Pulled Pork Quesadillas

Pulled Pork Quesadillas

Quesadillas are a fun food to eat.  Cut into small wedges, they can become an appetizer, or serve them for a lunch, or a light supper.  These were made using the remains of my Country Style Pork Ribs.  The meat was so easy to shred because it just fell apart.  I also had a little rice left from that meal, so I included it as part of the filling in the quesadillas.

Basically you can fill these with any variety of foods, just make sure to include the pork, and cheese is an essential ingredient also.  In addition to the pulled pork and rice, mine included refried beans, green onions, 4-cheese Mexican Blend grated cheese, and a small amount of BBQ sauce to help hold it all together.  Flour tortillas provided the top and bottom to this filling.  Brown lightly in a skillet until the cheese melts, cut into wedges and serve warm.

Makes a thickly filled quesadilla for a light lunch or supper.

Makes a thickly filled quesadilla for a light lunch or supper.

One thing to keep in mind is the size of tortilla you use.  Most people use a 6-inch tortilla for tacos, but they can be used for tortillas as well.  If you upsize to an 8-inch tortilla, you nearly double the surface area, meaning it will take twice as much filling.  Suddenly your light lunch or snack becomes a real heavy-weight.  If you use the smaller size tortilla, you can pile on lean meats, veggies and cheese.  Crisp it in a hot skillet with cooking spray instead of butter or oil, and save even more calories from fat.

Here’s the real deal on these quesadillas…..

PULLED PORK QUESADILLAS

Yield:  Makes 2 (6-inch) quesadillas

Ingredients:

Spread refried beans over flour tortilla.

Spread refried beans over flour tortilla.

  • 1 – 1  1/2 cups pulled pork
  • 1/2 cup cooked rice
  • 1/4 cup sliced green onions
  • 1/2 cup refried beans
  • 1 cup shredded cheese (I like the 4-cheese Mexican Blend)
  • 1-2 Tablespoons your favorite BBQ sauce
  • 4  6-inch flour tortillas
  • cooking spray

Directions:

1.  On a flat surface lay out 2 of the tortillas.  With an off-set spatulas or knife, spread 1/4 cup refried beans on each one.
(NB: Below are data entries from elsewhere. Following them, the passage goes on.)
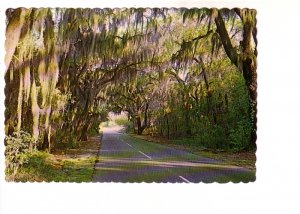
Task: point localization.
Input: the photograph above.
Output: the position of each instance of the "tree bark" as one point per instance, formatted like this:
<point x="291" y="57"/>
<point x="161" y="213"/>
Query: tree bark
<point x="247" y="63"/>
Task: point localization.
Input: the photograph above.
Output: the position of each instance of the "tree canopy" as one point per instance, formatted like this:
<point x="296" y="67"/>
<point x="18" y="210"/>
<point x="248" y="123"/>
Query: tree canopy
<point x="176" y="72"/>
2.  In a mixing bowl, stir together the pork, rice, green onions, cheese and BBQ sauce.  Divide this mixture between the two tortillas, and spread out evenly.   Top with the remaining two tortillas.

Layer on the filling mixture.

Layer on the filling mixture.

3.  Lightly spray a skillet with cooking spray.  Bring to medium heat and place tortillas in the skillet. ( You may need to cook them separately.)   Cook on one side until nicely browned, then flip over and brown the second side.  Keep the heat on low to medium so the filling will get heated and the cheese will melt while the outside browns, but doesn’t burn.

4.  Cut into wedges and serve warm with sour cream, guacamole, sliced tomatoes and shredded lettuce if desired.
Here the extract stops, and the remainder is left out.